Two species of Pteromalidae : Pteromalinae : sp. 01 from sites 5, 10, 15, parasitizing late instar larva, pupating inside the leaf vein (Fig. 50); Pteromalinae sp. 02 from sites 5, 10, 13, parasitizing larva and pupating inside the host puparium; one species of Braconidae : Opiinae : Opius sp. from site 10, parasitizing larva and pupating inside the host puparium.

Comments.

Liriomyza mystica is most similar to Liriomyza prompta described below and to the Neotropical species Liriomyza commelinae (Frost) and Liriomyza robustae Spencer, especially in the form of the phallus with paired tubules. But these two latter species differ from Liriomyza mystica in a number of characters, including their host plants (both known from plants in the family Commelinaceae ); mesonotum with a distinctive black and yellow pattern; surstylus with a distinct spine; third antennal segment enlarged in males; shape of both anterior and posterior spiracles and pupation occurring inside the mine ( Silva and Oliveira 1952, Spencer 1984, Valladares 1984). The anterior and posterior spiracles of Liriomyza mystica are most similar to those of Liriomyza caesalpiniae Valladares reared from a Caesalpiniaceae , Caesalpinia gilliesii Benth. ( Valladares 1984: figs 14, 15).

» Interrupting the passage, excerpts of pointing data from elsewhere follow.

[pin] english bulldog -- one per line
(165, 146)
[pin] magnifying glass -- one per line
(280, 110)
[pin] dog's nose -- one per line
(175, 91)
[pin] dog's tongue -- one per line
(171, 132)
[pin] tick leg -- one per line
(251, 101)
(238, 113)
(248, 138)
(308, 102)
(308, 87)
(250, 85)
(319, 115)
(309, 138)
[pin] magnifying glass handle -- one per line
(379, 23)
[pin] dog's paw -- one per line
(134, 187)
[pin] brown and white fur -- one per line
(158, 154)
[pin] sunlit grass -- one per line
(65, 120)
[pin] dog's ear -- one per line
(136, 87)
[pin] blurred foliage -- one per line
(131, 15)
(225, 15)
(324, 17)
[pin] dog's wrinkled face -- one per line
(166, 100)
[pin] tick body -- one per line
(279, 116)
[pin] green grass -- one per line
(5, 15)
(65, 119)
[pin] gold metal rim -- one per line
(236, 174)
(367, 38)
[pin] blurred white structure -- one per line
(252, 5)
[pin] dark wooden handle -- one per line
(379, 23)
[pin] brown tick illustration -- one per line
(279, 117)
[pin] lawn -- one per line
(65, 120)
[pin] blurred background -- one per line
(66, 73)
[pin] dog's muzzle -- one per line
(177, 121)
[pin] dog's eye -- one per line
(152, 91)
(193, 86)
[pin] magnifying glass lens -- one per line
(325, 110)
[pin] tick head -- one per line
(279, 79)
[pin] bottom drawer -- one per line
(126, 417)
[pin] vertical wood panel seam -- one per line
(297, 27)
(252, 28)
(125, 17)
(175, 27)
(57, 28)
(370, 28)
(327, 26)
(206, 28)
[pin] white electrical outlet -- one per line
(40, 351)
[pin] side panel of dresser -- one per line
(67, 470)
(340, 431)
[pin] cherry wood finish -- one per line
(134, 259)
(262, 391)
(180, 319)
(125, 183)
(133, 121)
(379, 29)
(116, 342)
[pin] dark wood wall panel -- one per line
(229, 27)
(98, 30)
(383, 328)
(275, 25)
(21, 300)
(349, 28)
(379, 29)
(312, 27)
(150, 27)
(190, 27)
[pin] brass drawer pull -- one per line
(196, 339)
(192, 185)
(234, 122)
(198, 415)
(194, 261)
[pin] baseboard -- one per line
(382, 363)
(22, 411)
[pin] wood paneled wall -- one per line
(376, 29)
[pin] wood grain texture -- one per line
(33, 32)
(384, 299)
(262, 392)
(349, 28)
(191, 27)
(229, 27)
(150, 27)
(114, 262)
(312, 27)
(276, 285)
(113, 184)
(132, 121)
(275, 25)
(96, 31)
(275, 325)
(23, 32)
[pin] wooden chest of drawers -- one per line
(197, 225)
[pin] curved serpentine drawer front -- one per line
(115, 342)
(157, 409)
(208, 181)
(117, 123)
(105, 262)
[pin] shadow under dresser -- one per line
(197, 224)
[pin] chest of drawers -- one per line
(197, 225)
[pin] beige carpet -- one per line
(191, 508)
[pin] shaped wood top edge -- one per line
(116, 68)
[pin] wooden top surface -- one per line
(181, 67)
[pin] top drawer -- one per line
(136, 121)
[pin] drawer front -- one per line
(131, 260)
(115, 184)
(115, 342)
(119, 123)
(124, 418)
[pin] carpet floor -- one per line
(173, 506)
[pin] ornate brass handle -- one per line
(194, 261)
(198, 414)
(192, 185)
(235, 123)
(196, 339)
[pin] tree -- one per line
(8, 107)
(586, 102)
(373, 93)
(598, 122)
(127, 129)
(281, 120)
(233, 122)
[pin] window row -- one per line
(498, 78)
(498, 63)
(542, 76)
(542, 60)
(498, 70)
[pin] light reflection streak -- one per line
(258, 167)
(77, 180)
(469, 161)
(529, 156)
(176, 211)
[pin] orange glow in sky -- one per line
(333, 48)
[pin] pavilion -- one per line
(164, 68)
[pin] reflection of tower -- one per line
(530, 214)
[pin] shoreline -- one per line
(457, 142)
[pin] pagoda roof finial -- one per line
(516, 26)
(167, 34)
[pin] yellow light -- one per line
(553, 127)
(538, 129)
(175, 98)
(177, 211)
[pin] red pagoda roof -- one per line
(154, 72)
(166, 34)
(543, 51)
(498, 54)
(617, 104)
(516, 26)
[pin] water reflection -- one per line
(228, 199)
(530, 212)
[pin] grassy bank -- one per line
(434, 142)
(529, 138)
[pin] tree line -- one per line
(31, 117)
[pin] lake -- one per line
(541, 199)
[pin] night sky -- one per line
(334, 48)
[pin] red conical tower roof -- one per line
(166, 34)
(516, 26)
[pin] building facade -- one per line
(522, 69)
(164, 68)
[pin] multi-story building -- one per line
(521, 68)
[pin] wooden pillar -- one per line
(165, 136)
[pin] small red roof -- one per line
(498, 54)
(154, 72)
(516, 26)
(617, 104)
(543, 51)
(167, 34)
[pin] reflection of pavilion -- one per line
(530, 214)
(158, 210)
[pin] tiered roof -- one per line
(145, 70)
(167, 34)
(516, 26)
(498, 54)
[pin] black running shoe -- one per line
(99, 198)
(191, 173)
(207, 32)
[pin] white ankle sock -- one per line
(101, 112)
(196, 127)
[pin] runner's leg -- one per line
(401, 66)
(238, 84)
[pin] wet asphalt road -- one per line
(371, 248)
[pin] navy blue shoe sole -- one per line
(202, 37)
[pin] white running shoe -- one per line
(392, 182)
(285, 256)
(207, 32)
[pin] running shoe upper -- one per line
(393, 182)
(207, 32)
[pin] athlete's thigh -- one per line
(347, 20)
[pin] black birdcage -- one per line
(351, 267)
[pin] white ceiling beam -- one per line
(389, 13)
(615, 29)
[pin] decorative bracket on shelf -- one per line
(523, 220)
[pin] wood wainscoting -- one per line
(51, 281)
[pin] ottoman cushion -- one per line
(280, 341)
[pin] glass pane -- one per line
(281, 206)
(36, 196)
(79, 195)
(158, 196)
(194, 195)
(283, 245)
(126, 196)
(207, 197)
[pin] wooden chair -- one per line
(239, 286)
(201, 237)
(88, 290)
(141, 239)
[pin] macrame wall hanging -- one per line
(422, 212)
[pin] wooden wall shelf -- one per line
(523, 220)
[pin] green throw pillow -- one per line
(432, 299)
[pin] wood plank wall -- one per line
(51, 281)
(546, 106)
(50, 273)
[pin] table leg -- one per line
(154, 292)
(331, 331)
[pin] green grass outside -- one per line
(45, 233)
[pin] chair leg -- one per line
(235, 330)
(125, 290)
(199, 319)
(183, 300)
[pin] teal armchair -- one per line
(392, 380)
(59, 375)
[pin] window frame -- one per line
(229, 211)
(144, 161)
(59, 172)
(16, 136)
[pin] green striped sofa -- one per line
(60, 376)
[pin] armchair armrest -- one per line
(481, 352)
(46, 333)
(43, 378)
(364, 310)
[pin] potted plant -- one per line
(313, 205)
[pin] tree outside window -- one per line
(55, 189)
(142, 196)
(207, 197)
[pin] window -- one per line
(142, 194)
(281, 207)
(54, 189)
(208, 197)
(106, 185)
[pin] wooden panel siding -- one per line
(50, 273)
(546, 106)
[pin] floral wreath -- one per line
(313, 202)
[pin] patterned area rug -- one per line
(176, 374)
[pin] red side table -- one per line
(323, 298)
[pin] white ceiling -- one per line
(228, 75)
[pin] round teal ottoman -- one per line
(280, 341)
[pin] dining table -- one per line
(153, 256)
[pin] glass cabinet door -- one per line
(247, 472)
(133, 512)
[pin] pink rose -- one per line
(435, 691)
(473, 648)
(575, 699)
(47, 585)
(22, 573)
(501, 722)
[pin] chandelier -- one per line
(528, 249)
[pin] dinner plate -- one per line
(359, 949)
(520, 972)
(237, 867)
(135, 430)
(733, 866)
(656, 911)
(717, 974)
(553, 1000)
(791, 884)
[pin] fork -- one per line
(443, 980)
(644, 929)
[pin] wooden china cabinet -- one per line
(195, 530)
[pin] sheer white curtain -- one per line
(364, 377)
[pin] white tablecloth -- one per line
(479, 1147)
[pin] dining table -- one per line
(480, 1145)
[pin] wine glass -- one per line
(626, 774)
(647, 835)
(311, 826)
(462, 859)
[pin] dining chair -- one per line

Most adult specimens of Liriomyza mystica were reared from site 5, but it was also found at other sites, up to an elevation of 2765 m (Table 1). Considering that Liriomyza mystica larvae feed inside primary veins and petiole of large, mature leaves, it made it difficult to establish Bocconia arborea as possible host due to the problems in studying large trees with large leaves. In sapling trees of ca. 1 m tall (n=2) at Santo Domingo de Heredia (site 9), no larvae or evidence of feeding was observed.

Etymology.

The species name is derived from the Latin mysticus (secret, mystic), referring to the hidden and inconspicuous leaf mines in primary vein and petiole.